Fueling utility innovation through analytics

Fueling utility innovation through analytics

By Marcus Braun, Eelco de Jong, Alfonso Encinas, and Tim Kniker

Utilities around the world are making big investments in advanced analytics. Getting the full value, however, requires rethinking their strategy, culture, and organization.

Advanced analytics can deliver enormous value for utilities and drive organizations to new frontiers of efficiency— but only with the right approach. There’s little to be gained from just bolting on a software solution. The real value comes from embedding data analytics as a core capability in the organization and using it to detect pain points, design solutions, and enable decision making. Conservative estimates supported by rigorous use-case analysis suggest that advanced analytics can boost profitability by 5 to 10 percent, while increasing satisfaction for customers and improving health and safety for employees. But capturing impact on this scale is no easy feat, and utilities often struggle with the same few challenges, which undermines the success of an analytics transformation. Below, we look at these challenges and show how they can be overcome.

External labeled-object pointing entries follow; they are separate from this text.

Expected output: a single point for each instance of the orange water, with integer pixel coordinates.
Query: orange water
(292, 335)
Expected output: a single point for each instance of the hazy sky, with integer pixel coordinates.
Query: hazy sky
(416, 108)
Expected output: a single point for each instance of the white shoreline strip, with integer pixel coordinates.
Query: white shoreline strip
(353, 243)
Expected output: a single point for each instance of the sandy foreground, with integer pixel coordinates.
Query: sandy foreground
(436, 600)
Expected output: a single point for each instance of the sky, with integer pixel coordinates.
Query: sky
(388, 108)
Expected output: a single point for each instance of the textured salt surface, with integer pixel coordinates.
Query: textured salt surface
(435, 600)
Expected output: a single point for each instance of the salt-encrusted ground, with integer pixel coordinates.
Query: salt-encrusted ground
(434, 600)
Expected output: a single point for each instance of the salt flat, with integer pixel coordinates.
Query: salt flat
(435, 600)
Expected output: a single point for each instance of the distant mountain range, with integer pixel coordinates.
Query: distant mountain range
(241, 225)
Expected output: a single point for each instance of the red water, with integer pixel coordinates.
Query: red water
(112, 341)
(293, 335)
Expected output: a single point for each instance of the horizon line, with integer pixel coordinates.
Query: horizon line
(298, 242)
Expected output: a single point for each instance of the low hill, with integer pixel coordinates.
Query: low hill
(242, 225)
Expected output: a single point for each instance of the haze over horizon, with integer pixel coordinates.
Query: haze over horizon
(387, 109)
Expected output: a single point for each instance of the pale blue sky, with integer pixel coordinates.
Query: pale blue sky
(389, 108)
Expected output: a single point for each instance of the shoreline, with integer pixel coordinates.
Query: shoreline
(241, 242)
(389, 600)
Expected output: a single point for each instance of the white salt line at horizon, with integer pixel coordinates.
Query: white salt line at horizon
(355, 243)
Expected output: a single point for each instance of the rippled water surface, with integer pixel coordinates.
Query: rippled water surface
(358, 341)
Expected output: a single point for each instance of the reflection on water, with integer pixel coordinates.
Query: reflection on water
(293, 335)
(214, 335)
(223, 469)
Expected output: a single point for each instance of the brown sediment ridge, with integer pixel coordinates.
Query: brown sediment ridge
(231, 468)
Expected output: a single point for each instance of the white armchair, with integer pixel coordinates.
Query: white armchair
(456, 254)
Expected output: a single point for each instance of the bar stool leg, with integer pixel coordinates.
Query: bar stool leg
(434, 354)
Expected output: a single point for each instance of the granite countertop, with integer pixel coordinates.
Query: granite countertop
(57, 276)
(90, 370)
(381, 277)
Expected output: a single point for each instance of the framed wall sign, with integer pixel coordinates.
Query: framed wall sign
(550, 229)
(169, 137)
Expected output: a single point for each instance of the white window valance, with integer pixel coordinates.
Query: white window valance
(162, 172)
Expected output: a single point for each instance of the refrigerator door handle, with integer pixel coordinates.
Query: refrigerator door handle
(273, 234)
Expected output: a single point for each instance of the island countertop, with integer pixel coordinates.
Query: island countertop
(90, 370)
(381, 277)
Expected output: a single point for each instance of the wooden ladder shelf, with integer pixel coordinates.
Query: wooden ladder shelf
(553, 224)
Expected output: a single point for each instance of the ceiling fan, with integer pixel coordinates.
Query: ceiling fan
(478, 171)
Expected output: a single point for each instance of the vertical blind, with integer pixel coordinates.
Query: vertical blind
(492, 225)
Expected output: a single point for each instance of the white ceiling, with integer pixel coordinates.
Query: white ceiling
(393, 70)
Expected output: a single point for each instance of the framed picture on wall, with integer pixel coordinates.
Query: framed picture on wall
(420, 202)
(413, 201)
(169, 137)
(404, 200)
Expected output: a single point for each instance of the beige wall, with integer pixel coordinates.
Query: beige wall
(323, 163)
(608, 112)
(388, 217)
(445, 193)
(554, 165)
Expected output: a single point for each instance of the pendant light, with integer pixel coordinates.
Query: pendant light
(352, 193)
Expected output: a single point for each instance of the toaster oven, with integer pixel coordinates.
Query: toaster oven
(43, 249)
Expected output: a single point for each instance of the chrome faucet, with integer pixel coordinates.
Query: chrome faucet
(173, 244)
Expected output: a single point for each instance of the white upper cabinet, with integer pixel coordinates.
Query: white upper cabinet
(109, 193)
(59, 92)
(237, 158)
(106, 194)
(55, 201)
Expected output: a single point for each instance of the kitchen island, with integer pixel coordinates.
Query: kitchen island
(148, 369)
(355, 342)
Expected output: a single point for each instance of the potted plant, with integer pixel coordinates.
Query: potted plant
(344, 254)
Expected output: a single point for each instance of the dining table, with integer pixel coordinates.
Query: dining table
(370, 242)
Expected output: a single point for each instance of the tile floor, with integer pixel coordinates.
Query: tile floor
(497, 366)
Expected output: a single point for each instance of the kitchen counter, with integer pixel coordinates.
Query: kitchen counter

Challenge 1: Developing an analytics strategy that’s clear about what to prioritize and why

As new applications proliferate across the energy value chain (see sidebar, “Applying advanced analytics at utilities”), advanced analytics poses a strategic challenge. How do utilities prioritize use cases and set appropriate aspirations for business impact? Without clarity on these matters, companies can easily lay themselves open to excessive influence from external vendors or get caught up in chasing the latest viral use case. One US utility partnered with a technology supplier and invested millions in wind-forecasting software only to discover that the effort wouldn’t yield any returns. Another large utility spent years building in-house analytics capabilities and developing more than a dozen use cases before realizing it had yet to make any headway on the biggest and most valuable opportunities.

Develop a comprehensive inventory of use cases spanning the whole value chain, including operations and support processes. Utilities often focus on customer or operational applications first, but smart companies place equal emphasis on support functions such as human resources, procurement, safety, and internal audit—all of which can drive just as much bottom-line value.

Structure your use-case inventory into groups of applications that resolve similar pain points or address the same business processes. Applications focused on areas such as asset maintenance, contractor productivity, employee safety, or reporting are likely to span multiple business units and deliver value across the entire enterprise, rather than within a single silo.

Using simple valuation methods, quickly estimate the potential business impact for each application across all applicable dimensions, including cost, revenue, safety, reliability, and employee engagement. This requires close collaboration between business owners, analytics specialists, and the financial planning and analysis team to ensure consistency in quantification and overall approach.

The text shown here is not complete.